Online firms make millions by putting financially challenged young women in touch with rich men

Guy Adams
Sunday 19 February 2012 01:00 GMT

There is nothing particularly subtle about the sales patter. "We make mutually beneficial relationships," goes one pitch. "We are where the attractive meet the affluent," claims another. A third bills itself: "An upscale community of beautiful women seeking wealthy men."

The service being brokered is as old as the institution of arranged marriage. But the medium it's being offered through isn't. The pitches are aimed at wealthy male "sugar daddies" who, in the jargon of lonely hearts ads, WLTM very much younger women.

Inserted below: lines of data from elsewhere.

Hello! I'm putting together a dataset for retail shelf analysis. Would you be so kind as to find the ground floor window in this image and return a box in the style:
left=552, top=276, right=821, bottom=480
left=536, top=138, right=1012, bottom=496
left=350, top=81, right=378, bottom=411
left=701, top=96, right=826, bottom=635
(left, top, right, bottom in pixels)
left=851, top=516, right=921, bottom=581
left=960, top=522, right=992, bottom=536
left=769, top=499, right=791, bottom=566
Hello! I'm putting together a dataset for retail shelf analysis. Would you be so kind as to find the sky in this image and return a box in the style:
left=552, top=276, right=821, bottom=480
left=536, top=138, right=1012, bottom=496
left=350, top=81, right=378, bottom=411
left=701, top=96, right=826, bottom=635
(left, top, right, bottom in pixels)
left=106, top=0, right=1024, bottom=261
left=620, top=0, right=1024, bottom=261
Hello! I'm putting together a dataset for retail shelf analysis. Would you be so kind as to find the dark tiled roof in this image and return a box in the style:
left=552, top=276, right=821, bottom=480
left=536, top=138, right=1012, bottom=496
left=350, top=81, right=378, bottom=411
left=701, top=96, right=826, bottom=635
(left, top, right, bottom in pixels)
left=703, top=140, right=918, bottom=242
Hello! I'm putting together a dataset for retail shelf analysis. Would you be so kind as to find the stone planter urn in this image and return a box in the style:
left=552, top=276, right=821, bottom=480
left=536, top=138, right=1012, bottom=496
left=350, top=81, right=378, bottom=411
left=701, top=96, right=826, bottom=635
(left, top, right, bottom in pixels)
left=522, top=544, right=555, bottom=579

In America's booming online dating market, few sectors are hotter than so-called "sugar daddy" sites, which help rich men to make "arrangements" with attractive and financially needy younger women. Between them, these specialist sites now account for 10 per cent of the entire industry. That's no small beans, given that in the US the online dating business now generates profits estimated at $700m ($442m) per year and, according to the polling firm GlobeSpan, has helped just over one in five Americans to find their life partner.

The "sugar daddy" trend began in 2006, when the entrepreneur Brandon Lee founded a website called SeekingArrangement. Though it now boasts dozens of copycats, he claims to have a attracted a million members worldwide. The older, male subscribers pay a fee of $50 per month; young women can join for free.

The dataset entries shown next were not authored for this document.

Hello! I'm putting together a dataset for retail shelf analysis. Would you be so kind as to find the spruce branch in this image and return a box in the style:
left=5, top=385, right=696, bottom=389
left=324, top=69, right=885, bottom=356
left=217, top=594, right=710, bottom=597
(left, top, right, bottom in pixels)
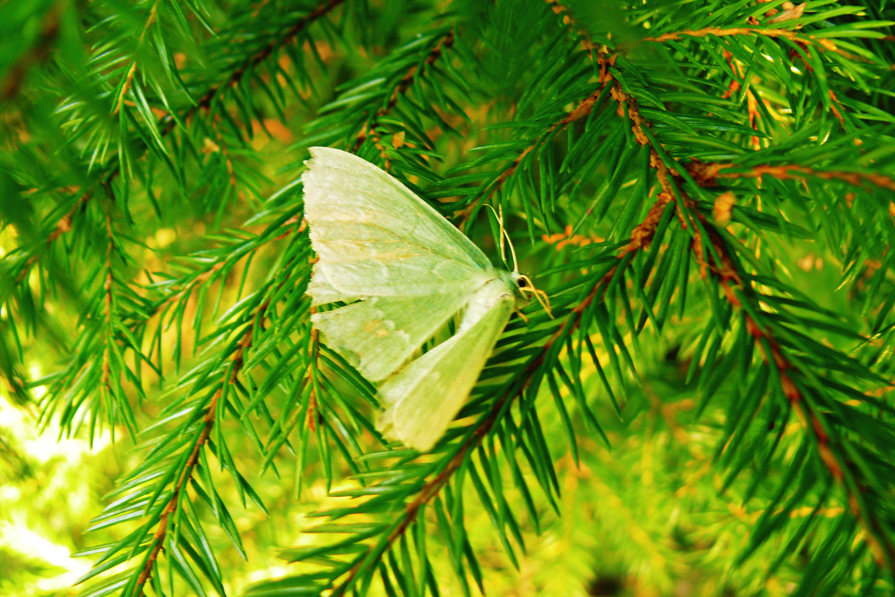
left=715, top=164, right=895, bottom=193
left=459, top=82, right=607, bottom=227
left=143, top=213, right=306, bottom=331
left=13, top=189, right=89, bottom=284
left=101, top=211, right=121, bottom=436
left=598, top=49, right=895, bottom=576
left=130, top=381, right=223, bottom=597
left=643, top=27, right=860, bottom=60
left=324, top=192, right=669, bottom=597
left=302, top=23, right=464, bottom=175
left=6, top=0, right=343, bottom=298
left=125, top=273, right=286, bottom=597
left=158, top=0, right=345, bottom=139
left=685, top=192, right=895, bottom=574
left=0, top=2, right=61, bottom=100
left=716, top=49, right=764, bottom=150
left=6, top=1, right=895, bottom=595
left=36, top=211, right=303, bottom=441
left=6, top=0, right=343, bottom=431
left=350, top=29, right=456, bottom=157
left=112, top=2, right=159, bottom=116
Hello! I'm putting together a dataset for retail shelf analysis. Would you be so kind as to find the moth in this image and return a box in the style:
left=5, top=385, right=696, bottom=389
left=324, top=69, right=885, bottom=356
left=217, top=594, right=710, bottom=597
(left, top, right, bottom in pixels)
left=302, top=147, right=542, bottom=452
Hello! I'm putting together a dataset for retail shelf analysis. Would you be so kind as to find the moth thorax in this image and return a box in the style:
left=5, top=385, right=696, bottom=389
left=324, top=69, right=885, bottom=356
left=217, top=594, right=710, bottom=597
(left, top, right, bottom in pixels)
left=458, top=277, right=515, bottom=332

Mr Lee says that business has been boosted by a mixture of the faltering economy, which has increased the number of cash-hungry young members, and the robust number of baby boomers who, often with pharmaceutical assistance, are continuing to enjoy active sex lives.

"We are also noticing an increased number of college students signing up," he says. "When I started the site, roughly one in four of what I call my 'sugar babies' were at college; now, that figure is closer to four out of 10. University fees have got more expensive, and loans are harder to come by so, for many young women, getting a sugar daddy becomes an increasingly attractive option."

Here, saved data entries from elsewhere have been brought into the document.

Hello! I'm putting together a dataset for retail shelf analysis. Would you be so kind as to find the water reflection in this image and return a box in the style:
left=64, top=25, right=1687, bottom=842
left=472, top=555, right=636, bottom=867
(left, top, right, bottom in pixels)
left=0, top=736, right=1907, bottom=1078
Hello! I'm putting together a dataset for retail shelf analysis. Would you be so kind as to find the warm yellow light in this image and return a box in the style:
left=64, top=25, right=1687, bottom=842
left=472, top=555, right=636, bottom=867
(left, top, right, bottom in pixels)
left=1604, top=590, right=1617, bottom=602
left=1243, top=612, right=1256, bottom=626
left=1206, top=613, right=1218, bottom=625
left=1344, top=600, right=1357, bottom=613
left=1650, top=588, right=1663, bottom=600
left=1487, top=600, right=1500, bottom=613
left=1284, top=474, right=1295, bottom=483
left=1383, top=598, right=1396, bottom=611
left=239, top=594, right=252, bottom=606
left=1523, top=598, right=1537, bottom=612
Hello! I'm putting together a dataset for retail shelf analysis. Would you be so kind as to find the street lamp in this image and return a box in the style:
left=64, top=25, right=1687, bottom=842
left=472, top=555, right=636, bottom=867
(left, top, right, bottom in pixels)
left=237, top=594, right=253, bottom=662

Mr Lee says that business has also been helped by the number of headline-prone celebrities, of both genders, taking up with "sugar babies." Though Hugh Hefner remains the most legendary of these, Mr Lee cites Jim Carrey, Madonna and Jennifer Lopez as recent high-profile converts to the trend.

Although many of his website's members are wealthy (he claims to have two of the "Forbes top 10" richest Americans as clients), Mr Lee – who employs a staff of 14 and has his head office in Las Vegas – says that increasing numbers come from middle-income brackets.

"Being a sugar daddy isn't so much about being wealthy as about just being generous," he says. "It's all about an attitude. Sure, we have some billionaire clients. But we also have plenty of members who earn $60,000-70,000 a year, and maybe have only a couple of grand to spare each month. Well, if they have the right character, that's still enough."

The trend became a national talking point this week after CBS showed a documentary about a 22-year-old student from Miami who uses Mr Lee's site, and others, to find gentlemen companions willing to subsidise a monthly allowance of between $10,000 and $20,000.

"The lesson here [is] ask and you shall receive," she announced. "They have given me cars, trips, jewellery. These guys will take you out and they will court you. They support you financially. My dreams came true after my parents stopped supporting me when I was 18."

Various men she has met on the site have paid her college fees in return for exclusive relationships. "They see you struggling; they want to help you. Whether or not it is an arrangement, it is still a relationship."

Some viewers thought the lifestyle outlined in the documentary bordered on prostitution. The student, who kept her identity secret, insisted otherwise, although she admitted that most of her "sugar daddy" relationships haven't lasted more than a few months.

Mr Lee, however, insists that his site can help people find true love. "We have had plenty of clients who have entered long-term relationships with people they met on the site," he said. "It can work."

As if to prove a point, he said that he married his own "sugar baby" a fortnight ago. "I'm 41, she is 26 and I pay for everything," he said. "It works."